Dessa maneira, é interessante compreender como funciona o fundo de índice e as particularidades desse ETF para avaliar se ele pode ser vantajoso para o seu portfólio. Em especial, se você tem interesse no mercado de criptoativos, mas quer investir com mais segurança.

Neste post, você entenderá o que são os ETFs, como funcionam e quais as particularidades do QBTC11. Continue a leitura para conferir!

O que é um ETF?

Primeiramente, vale a pena compreender o que é o ETF. Exchange traded fund é um termo que vem da língua inglesa e que, em português, significa fundos negociados em bolsa de valores.

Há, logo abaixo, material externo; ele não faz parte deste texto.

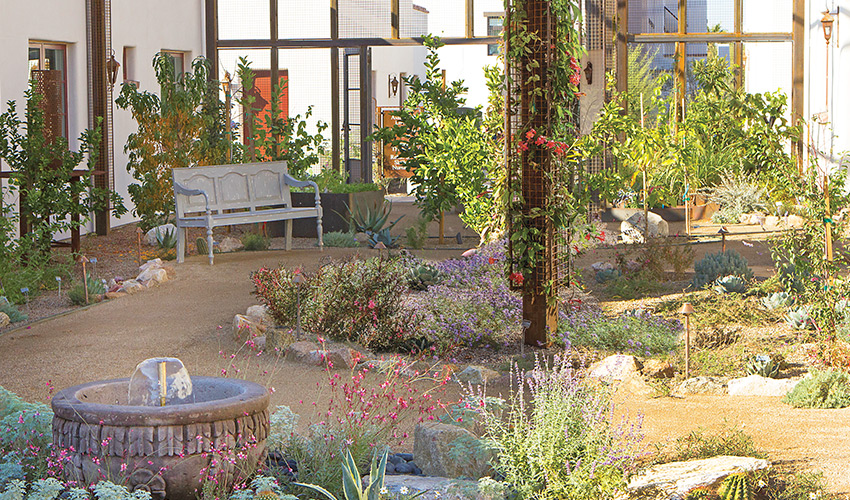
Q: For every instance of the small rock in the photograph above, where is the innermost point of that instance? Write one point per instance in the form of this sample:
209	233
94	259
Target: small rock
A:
260	314
404	468
244	328
476	375
131	287
230	244
655	368
602	266
162	231
616	367
675	479
756	385
701	385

Assim, trata-se de um tipo de fundo de investimentos.

Essa é uma modalidade coletiva, cujo portfólio fica sob a responsabilidade de um gestor profissional. Outra figura envolvida no processo é a administradora, que realiza as atividades burocráticas de existência do fundo.

O objetivo de um ETF é reproduzir os resultados de um índice escolhido previamente. Por isso, ele também é chamado de fundo de índice. Nesse sentido, cabe ao gestor fazer os investimentos para acompanhar a carteira teórica de um indicador.

Como existem muitos indicadores possíveis, também há diversos ETFs disponíveis na bolsa de valores brasileira (B3). E o mercado tem se ampliado cada vez mais — trazendo mais oportunidades para os investidores.

Como funciona um ETF?

Os investidores participam de um ETF adquirindo suas cotas na bolsa de valores. Desse modo, você deve avaliar os fundos do mercado, seus objetivos, a composição da carteira e o índice de espelhamento.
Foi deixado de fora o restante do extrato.